Methods : Subjects enrolled in cohort A, B or C received continuous 28-day cycles of ENA - 100 mg PO QD. In cohort B, Azacitidine (75 mg/m2/d x 7 days, SC) was added to Enasidenib after 3 cycles, only in the absence of IWG 2006 response (absence of CR, PR or HI). The primary endpoint was Overall hematological response (including CR, PR,stable disease with HI according to IWG 2006). All patients who achieved CR, PR or HI were considered as responders and could continue treatment until loss of response. Secondary endpoints of the trial included safety,duration of response, EFS, Overall survival and translational project evaluating the role of biomarkers on response.We report interim results in the first 26 pts enrolled.

Results : At data cut off (6/15/2021), 45 pts were enrolled, including 26 who were evaluable for the primary endpoint. 11, 9 and 6 were enrolled in cohort A, B and C respectively. Median age was 75.5 years and 34.6% were female. WHO was MDS-MLD, MDS-RS-SLD, MDS-RS-MLD, MDS-EB1, MDS-EB2, CMML and AML (with 20-30% blast) in 1, 2, 3,4, 10, 2 and 4 pts, respectively. IPSS was low, intermediate 1, int 2 and high in 1, 7, 13, 5 resp. IPSS-R was low,intermediate, high and very high in 4, 8, 11, 3 resp.

At data cut off, 10 pts were still on treatment. Most common reasons for discontinuing ENA were Treatment failure (7.7%), disease progression (23.1%), adverse events (7.7%) and death (3.8%). Three patients experienced a differentiation syndrome (1 in cohort A and 2 in cohort B) that resolved without sequelae. Other most common grade 3-4 AEs were nausea/diarrhea (n=4) and thrombocytopenia (n=5).
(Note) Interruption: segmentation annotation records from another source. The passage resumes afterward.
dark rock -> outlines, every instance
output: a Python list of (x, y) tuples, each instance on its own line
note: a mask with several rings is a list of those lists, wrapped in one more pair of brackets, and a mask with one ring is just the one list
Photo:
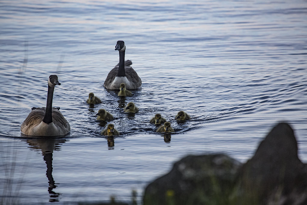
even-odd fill
[(202, 204), (217, 197), (222, 201), (233, 189), (241, 165), (223, 154), (188, 156), (146, 187), (143, 204)]
[(144, 205), (307, 204), (307, 165), (293, 131), (274, 128), (242, 165), (222, 154), (188, 156), (146, 188)]
[(286, 123), (274, 128), (240, 169), (241, 195), (257, 196), (258, 204), (307, 204), (307, 166)]

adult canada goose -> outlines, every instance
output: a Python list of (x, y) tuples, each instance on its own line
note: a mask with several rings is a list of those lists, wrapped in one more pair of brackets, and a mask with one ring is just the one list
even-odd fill
[(174, 129), (171, 127), (171, 123), (169, 122), (165, 122), (164, 124), (160, 126), (157, 130), (157, 132), (173, 132)]
[(98, 111), (98, 113), (95, 115), (98, 116), (97, 117), (97, 120), (113, 120), (114, 119), (113, 116), (104, 109), (101, 109), (99, 110)]
[(59, 110), (52, 107), (52, 99), (56, 85), (60, 85), (55, 75), (49, 76), (46, 108), (33, 108), (21, 124), (21, 132), (28, 135), (52, 136), (64, 135), (70, 126)]
[(190, 120), (191, 118), (187, 114), (183, 111), (180, 111), (175, 117), (175, 119), (176, 120)]
[(162, 117), (161, 115), (157, 113), (155, 115), (154, 117), (151, 118), (149, 122), (152, 123), (154, 123), (155, 124), (162, 124), (166, 121), (166, 120), (165, 118)]
[(128, 103), (125, 108), (124, 108), (124, 111), (125, 112), (133, 112), (135, 113), (138, 112), (138, 108), (137, 108), (134, 104), (132, 102), (130, 102)]
[(119, 92), (118, 92), (117, 96), (131, 96), (132, 95), (132, 93), (126, 89), (126, 86), (125, 83), (121, 83), (119, 87)]
[(101, 135), (104, 136), (118, 136), (119, 135), (119, 133), (114, 129), (114, 125), (109, 124), (107, 129), (101, 131)]
[(125, 50), (126, 46), (122, 41), (117, 41), (115, 50), (119, 52), (119, 62), (111, 70), (104, 81), (103, 86), (107, 89), (119, 89), (121, 83), (125, 83), (128, 89), (135, 89), (142, 85), (142, 81), (133, 69), (130, 66), (130, 61), (125, 61)]
[(88, 94), (88, 99), (86, 100), (86, 103), (88, 104), (99, 104), (101, 103), (101, 101), (99, 98), (94, 95), (94, 93), (90, 93)]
Overall best response rate (ORR including CR, PR, and HI) was achieved in 11 pts (42 %), including 6 CR (55%), 2 PR (18%), 2 mCR with HI (18%), 1 Stable disease with HI (9%). ORR was achieved in 3 (27 %), 5 (56 %) and 3 (50%)in cohort A, B and C respectively. In cohort B, AZA wad added to ENA in 3 patients who were primarily resistant to ENA. Among them, 2/3 patients subsequently achieved a response. Moreover, CR was seen in 2, 1 and 3 in cohort A, B and C respectively. The 6 months response rate was 29.5 % [6 ;59], 53.1 % [11.7 ;83] and 50 % [7.7 ;82.9] in cohort A, B and C respectively. At the time of analysis, all responses but 2 were sustained. Responses were lower (p=0.27) among the 23 pts with IDH2 R140 (30.4%) as compared to the 3 with IDH2 R172 mutation (66.7%).
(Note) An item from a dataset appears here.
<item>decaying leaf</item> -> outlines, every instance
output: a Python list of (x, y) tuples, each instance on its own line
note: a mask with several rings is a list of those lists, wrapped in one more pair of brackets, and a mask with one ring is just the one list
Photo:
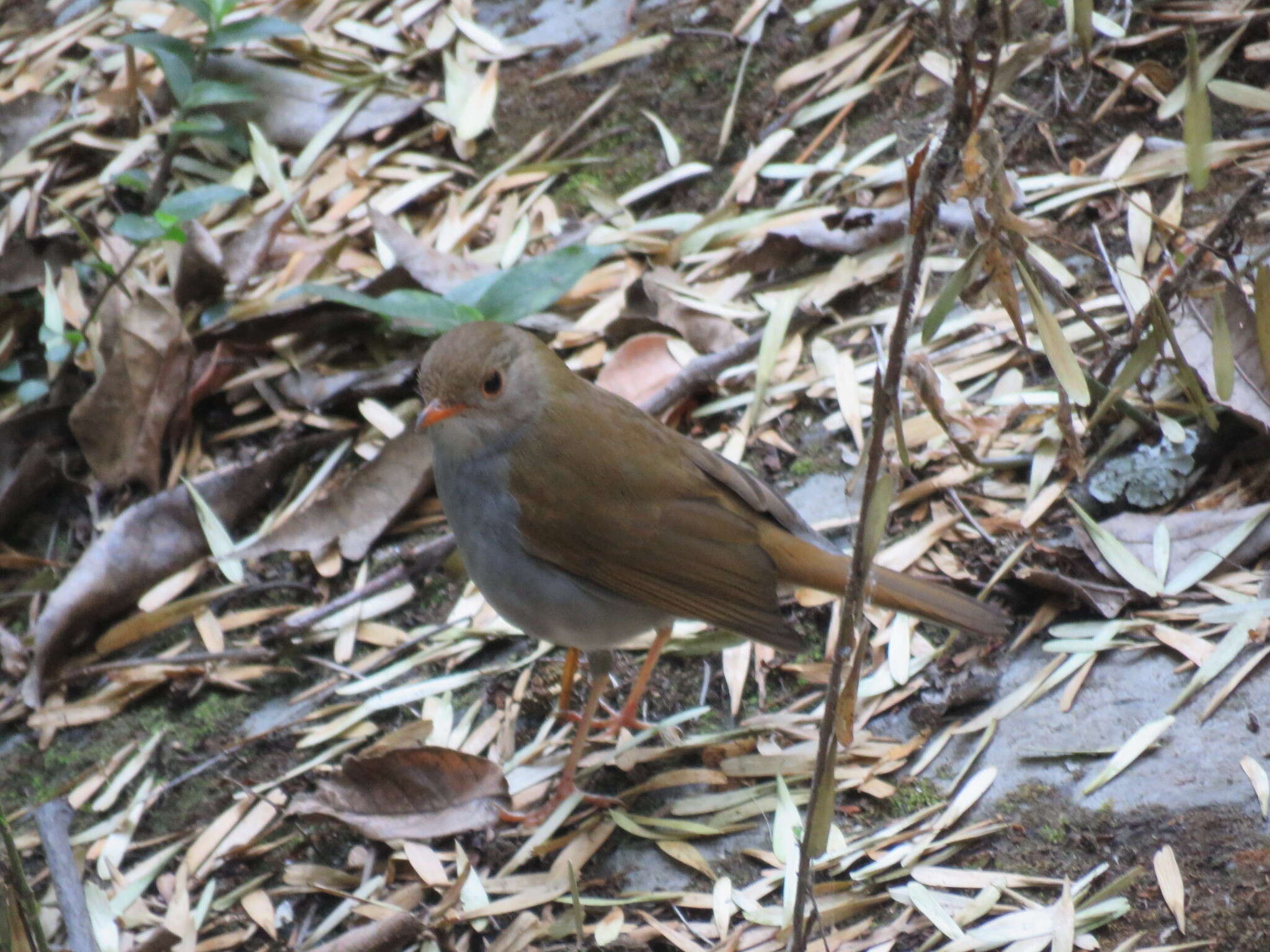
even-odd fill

With a median follow up of 8.6 months, the median OS was 17.3 months (figure 1). Six patients died during follow-up, including 4/11 in cohort A, 1/9 in cohort B and 1/6 in cohort C. The 6 months death rate observed was 8.2 % [0 ;18.4] and the 1-year OS was 55.4%, 100% and 80% in cohorts A, B and C, respectively. Four patients evolved to AML (2 and 2 in cohort A and B) with a 1y risk of AML of 19.3%.

Conclusion :

Results from the first 26 patients included in this study show that ENA has no limiting toxicity in patients with MDS and that it can provide responses in 42% of patients. These responses appear to be encouraging, especially in first-line (low and high risk) patients. An update of this study will be presented.
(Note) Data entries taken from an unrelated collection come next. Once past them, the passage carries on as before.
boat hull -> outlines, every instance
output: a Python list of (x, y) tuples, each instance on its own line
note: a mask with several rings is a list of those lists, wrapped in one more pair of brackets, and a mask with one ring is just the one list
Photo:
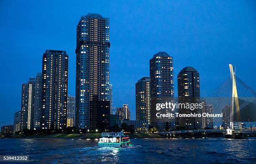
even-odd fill
[(129, 146), (129, 143), (124, 143), (120, 144), (120, 143), (98, 143), (99, 147), (125, 147)]
[(225, 138), (230, 139), (246, 139), (248, 138), (247, 134), (242, 133), (234, 133), (232, 134), (225, 135)]

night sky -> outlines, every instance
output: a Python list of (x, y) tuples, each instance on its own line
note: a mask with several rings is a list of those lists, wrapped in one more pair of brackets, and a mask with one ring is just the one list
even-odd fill
[[(46, 49), (69, 55), (68, 94), (75, 95), (76, 28), (82, 15), (110, 18), (110, 81), (113, 106), (127, 104), (135, 119), (135, 83), (149, 74), (159, 51), (174, 57), (177, 74), (200, 73), (201, 95), (236, 75), (256, 90), (256, 1), (0, 1), (0, 126), (20, 110), (21, 84), (41, 69)], [(75, 1), (75, 2), (74, 2)]]

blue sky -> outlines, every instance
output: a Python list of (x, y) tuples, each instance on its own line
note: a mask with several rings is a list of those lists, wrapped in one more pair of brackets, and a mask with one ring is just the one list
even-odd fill
[(128, 104), (135, 118), (135, 83), (149, 75), (159, 51), (177, 73), (192, 66), (206, 96), (229, 76), (228, 64), (256, 90), (256, 2), (236, 1), (0, 1), (0, 126), (13, 123), (21, 84), (41, 69), (46, 49), (69, 55), (68, 93), (75, 93), (76, 27), (82, 15), (110, 18), (110, 78), (113, 104)]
Disclosures: Ades: JAZZ: Honoraria; Novartis: Honoraria; Abbvie: Honoraria; Takeda: Honoraria; Celgene: Honoraria, Research Funding. Sebert: BMS: Consultancy; Abbvie: Consultancy. Stamatoulas Bastard: Pfizer: Other: Travel Support; Celgene: Membership on an entity's Board of Directors or advisory committees. Laribi: Novartis: Other: Personal Fees, Research Funding; AstraZeneca: Other: Personal Fees; BeiGene: Other: Personal Fees; Takeda: Other: Personal Fees, Research Funding; Jansen: Research Funding; Le Mans Hospital: Research Funding; IQONE: Other: Personal Fees; AbbVie: Other: Personal Fees, Research Funding; Astellas Phama, Inc.: Other: Personal Fees. Vey: JAZZ PHARMACEUTICALS: Honoraria; SERVIER: Consultancy; NOVARTIS: Consultancy, Honoraria, Research Funding; BIOKINESIS: Consultancy, Research Funding; BMS: Honoraria; Amgen: Honoraria; JANSSEN: Consultancy, Honoraria; Abbvie: Honoraria. Platzbecker: AbbVie: Honoraria; Takeda: Honoraria; Celgene/BMS: Honoraria; Janssen: Honoraria; Geron: Honoraria; Novartis: Honoraria. Fenaux: Janssen: Honoraria, Research Funding; Takeda: Honoraria, Research Funding; Abbvie: Honoraria, Research Funding; JAZZ: Honoraria, Research Funding; Novartis: Honoraria, Research Funding; Celgene/BMS: Honoraria, Research Funding; Syros Pharmaceuticals: Honoraria.